The package includes more than $400 billion to combat the pandemic directly, including money to accelerate vaccine deployment and to safely reopen most schools within 100 days. An additional $350 billion would help state and local governments bridge budget shortfalls, while the plan would also include $1,400 direct payments to individuals, more generous unemployment benefits, federally mandated paid leave for workers and large subsidies for child care costs.

“During this pandemic, millions of Americans, through no fault of their own, have lost the dignity and respect that comes with a job and a paycheck,” Mr.
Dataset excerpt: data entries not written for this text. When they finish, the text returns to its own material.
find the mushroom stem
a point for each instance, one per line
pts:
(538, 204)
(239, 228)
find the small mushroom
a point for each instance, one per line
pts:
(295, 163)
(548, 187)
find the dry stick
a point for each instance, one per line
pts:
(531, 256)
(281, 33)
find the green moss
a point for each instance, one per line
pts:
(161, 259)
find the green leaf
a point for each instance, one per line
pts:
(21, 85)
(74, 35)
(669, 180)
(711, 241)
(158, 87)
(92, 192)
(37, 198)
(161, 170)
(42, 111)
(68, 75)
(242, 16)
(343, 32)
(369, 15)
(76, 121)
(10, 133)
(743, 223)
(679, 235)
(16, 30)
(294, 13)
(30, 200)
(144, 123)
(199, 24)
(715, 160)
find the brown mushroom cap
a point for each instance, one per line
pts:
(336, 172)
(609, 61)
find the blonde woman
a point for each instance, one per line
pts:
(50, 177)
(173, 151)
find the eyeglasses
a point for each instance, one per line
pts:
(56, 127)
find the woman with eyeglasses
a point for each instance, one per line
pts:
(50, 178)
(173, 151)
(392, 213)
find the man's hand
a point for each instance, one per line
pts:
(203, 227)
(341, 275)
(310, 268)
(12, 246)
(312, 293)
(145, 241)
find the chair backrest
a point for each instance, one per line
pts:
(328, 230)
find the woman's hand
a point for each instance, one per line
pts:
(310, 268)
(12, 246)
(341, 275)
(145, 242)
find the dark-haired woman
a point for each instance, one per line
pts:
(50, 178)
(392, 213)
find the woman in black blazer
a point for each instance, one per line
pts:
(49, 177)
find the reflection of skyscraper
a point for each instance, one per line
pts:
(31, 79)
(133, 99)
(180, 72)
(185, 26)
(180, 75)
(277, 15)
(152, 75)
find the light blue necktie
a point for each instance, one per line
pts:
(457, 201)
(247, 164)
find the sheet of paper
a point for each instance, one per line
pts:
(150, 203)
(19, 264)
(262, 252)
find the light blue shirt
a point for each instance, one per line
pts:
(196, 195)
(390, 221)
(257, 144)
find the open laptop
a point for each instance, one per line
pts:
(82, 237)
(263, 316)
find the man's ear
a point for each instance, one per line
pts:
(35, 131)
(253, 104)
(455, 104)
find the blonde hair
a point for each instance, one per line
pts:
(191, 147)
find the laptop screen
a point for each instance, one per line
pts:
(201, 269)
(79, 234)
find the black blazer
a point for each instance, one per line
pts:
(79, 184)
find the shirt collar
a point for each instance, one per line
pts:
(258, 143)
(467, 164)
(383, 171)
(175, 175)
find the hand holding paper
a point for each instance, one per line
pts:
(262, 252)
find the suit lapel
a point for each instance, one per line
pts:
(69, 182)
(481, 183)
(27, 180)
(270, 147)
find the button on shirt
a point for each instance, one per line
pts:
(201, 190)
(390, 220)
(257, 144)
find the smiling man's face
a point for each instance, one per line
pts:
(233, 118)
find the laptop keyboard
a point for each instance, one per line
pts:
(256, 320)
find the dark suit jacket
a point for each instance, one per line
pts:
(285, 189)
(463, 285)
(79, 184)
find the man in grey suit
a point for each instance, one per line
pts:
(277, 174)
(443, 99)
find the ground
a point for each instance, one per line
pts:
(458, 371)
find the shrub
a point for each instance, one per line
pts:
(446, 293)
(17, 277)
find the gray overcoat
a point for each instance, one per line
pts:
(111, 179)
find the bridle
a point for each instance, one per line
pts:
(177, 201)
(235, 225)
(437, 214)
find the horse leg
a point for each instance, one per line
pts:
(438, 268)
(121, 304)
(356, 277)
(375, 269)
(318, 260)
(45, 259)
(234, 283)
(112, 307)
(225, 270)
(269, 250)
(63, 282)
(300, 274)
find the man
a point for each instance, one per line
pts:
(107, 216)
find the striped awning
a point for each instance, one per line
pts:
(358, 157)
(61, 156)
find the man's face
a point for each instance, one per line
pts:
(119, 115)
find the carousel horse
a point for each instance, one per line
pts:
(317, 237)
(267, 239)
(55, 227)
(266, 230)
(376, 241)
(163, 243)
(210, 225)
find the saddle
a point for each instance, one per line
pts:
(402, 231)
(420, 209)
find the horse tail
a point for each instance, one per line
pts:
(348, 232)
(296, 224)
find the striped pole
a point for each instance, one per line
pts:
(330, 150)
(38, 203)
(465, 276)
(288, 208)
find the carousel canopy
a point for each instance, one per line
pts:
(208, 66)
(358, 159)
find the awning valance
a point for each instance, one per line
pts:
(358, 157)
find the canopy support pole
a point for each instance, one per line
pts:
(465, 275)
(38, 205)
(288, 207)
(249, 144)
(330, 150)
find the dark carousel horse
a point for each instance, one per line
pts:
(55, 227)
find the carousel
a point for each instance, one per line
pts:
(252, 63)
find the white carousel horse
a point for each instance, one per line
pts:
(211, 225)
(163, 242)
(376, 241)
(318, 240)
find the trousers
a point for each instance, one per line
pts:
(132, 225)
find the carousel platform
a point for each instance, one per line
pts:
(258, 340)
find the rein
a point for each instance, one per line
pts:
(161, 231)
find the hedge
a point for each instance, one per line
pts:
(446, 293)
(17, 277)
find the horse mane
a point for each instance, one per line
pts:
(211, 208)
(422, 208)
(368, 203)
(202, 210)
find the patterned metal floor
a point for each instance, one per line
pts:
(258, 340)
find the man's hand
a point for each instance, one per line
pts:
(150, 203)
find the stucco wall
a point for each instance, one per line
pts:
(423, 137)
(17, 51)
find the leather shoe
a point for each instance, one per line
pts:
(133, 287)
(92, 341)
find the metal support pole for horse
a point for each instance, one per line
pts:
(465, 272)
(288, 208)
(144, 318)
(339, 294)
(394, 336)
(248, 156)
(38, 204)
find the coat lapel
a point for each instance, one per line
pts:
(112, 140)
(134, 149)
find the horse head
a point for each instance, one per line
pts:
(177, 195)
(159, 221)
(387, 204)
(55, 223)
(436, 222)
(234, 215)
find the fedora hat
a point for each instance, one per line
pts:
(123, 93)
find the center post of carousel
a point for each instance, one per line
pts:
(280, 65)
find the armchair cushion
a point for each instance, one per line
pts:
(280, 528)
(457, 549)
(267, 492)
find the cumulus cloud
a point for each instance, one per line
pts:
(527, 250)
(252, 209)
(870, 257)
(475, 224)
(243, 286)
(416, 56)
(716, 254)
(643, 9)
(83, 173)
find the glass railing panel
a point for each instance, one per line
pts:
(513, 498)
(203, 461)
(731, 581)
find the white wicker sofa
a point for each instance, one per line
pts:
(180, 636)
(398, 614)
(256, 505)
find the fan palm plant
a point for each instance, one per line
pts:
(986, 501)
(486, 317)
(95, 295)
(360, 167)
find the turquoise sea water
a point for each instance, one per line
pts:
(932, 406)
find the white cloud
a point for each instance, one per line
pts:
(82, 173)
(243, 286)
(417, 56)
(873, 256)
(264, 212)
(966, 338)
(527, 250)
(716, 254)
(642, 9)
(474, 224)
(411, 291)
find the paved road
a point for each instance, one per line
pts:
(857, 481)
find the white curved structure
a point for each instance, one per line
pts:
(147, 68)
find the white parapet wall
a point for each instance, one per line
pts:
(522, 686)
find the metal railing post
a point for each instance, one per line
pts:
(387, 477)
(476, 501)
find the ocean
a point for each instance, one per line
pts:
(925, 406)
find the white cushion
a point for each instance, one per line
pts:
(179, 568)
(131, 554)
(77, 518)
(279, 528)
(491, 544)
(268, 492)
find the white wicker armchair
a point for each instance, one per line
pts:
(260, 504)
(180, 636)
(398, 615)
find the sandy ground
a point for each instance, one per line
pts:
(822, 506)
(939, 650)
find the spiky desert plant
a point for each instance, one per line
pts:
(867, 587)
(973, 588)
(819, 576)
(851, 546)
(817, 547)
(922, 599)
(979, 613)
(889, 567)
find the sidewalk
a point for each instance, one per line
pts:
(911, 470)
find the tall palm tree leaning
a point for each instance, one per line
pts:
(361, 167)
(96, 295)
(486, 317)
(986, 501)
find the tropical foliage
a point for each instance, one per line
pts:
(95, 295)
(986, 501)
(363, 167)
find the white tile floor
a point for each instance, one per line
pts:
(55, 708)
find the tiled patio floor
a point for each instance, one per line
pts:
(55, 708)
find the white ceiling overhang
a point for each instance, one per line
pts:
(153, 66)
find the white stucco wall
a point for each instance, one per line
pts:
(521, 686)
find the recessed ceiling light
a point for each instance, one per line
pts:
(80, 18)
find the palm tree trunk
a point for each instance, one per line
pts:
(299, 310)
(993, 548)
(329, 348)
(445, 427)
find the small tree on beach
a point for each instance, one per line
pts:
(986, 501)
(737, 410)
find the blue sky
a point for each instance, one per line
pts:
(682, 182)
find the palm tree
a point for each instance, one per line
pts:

Biden said in a speech to the nation on Tuesday evening. “There is real pain overwhelming the real economy.”

He acknowledged the high price tag but said the nation could not afford to do anything less. “The very health of our nation is at stake,” Mr. Biden said, speaking from Delaware. “We have to act and we have to act now.”

Here are some of the highlights of Mr. Biden’s so-called American Rescue Plan:

  • The “rescue” proposal would be financed entirely through increased federal borrowing, and flows from the idea that the virus and the recovery are intertwined.
  • The $20 billion “national vaccine program” he announced envisions nationwide community vaccination centers.
  • He also called for a “public health jobs program” that would address his goals of bolstering the economy and the coronavirus response while also rebuilding the nation’s public health infrastructure. The proposal would fund 100,000 public health workers to engage in vaccine outreach and contact tracing.
  • To address the racial disparities in health exposed by the coronavirus pandemic, which has disproportionately claimed the lives of people of color, he pledged to increase funding for community health centers, and also intends to fund efforts to mitigate the pandemic in prisons and jails, where African-Americans and Latinos are overrepresented.
  • Mr. Biden proposed a wide range of efforts to help those who have suffered the most under the economic shutdowns, including emergency paid leave to 106 million Americans, regardless of the size of their employer, and extending tax credits to many families to offset up to $8,000 in annual child care costs.
  • The plan gives billions of dollars in aid to renters struggling to keep up with mounting unpaid liabilities to landlords, and it would give grants to millions of the hardest-hit small businesses.
  • The proposal would temporarily increase the size of two tax credits in a manner that would effectively provide more cash from the government to low-income workers and families.
  • Mr. Biden called on Congress to raise the federal minimum wage to $15 an hour, and he proposed extending expanded unemployment benefits through the end of September, with an extra $400 weekly supplement.